Louise Wilson: There was no team meeting, but the five students we chose to work on this project all focused on a version of the argyle pattern, because in their mind Pringle owned a pattern that nobody else did. So, apart from the stripy ones, every single sweat here is based on the argyle. Another characteristic of some of the sweaters with prints is that the scale of the print was changed, they tweaked the original motif by using two tones to make the print look smudged and misprinted.
Zoot Magazine: Did the students work in the Hawick-based factory?

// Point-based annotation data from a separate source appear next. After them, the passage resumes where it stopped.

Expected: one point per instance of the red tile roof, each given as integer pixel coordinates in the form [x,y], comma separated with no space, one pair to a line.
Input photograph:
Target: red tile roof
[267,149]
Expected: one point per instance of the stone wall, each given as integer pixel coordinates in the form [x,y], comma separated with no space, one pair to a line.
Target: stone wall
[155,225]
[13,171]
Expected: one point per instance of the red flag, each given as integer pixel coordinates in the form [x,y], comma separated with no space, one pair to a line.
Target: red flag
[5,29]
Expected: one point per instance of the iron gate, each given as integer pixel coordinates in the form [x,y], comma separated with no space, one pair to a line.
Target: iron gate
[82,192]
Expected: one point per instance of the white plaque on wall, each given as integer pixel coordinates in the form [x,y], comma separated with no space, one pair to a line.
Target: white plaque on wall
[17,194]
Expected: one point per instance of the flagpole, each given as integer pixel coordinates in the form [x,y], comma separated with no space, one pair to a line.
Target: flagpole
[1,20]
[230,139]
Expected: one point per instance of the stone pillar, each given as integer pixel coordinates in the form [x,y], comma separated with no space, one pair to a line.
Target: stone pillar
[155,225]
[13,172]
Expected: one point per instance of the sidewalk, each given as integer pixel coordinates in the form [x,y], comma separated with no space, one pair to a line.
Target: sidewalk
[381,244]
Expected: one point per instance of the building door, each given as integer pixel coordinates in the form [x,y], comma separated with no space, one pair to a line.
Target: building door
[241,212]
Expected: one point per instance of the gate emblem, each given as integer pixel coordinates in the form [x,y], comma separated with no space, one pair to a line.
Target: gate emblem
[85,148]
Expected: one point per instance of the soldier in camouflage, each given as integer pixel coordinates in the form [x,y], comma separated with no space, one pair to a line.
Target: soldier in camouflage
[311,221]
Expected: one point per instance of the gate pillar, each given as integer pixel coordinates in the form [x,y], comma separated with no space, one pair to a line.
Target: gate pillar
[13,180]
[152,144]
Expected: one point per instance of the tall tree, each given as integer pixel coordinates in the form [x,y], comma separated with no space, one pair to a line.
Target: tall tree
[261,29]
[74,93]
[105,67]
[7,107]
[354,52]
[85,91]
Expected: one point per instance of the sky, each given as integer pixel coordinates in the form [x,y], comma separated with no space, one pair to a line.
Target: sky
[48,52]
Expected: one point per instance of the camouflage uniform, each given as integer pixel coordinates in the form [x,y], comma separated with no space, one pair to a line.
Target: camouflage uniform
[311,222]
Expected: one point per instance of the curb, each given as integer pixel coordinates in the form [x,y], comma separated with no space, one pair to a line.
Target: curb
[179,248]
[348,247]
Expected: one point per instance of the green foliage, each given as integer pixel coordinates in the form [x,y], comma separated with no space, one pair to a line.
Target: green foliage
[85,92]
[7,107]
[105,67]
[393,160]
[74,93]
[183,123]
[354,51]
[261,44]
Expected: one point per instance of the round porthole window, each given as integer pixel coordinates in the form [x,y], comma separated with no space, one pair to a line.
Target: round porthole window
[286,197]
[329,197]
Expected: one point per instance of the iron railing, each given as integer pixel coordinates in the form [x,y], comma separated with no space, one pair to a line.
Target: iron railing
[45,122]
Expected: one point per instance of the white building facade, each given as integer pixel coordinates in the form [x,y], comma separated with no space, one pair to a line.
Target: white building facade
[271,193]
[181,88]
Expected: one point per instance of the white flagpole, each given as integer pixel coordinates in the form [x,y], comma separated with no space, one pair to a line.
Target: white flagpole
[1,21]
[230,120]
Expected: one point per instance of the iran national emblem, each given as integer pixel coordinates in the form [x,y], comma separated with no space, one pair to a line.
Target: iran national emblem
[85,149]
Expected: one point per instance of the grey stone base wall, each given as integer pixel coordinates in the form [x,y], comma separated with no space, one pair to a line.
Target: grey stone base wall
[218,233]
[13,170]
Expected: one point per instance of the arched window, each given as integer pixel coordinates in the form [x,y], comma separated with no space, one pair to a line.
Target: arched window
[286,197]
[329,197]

Louise Wilson: Yes, they did. So this project wasn’t really a matter of sending the sketch off to a factory and then waiting for the piece to arrive, but they were able to work with the manufacturer’s experts on the weights, experimenting a lot and also refitting the sweaters. This last point is actually very important since, even though the designs seem to have really classic shapes, they have actually all been refitted. I would define this as a “live project” for our students since there was a lot of interaction with the manufacturer plus they got prize money and also royalties on the sales. After all they are professional designers since they have already graduated and some of the people who focused on this project already work for major fashion houses.
Zoot Magazine: Will the project continue in future?
Louise Wilson: Yes it will since this is not a one hit project. We did the Autumn/Winter collection for women and now the Spring/Summer season. We like working with a sponsor on a long-term basis, but this is also a reflection of the quality we offer to the sponsor.
Zoot Magazine: Did you enjoy the Pringle of Scotland installation at the Pitti trade fair?
Louise Wilson: It has been a good installation since it felt more like a gallery and had something to say. So, even though it was about sales, it wasn’t completely sales-driven.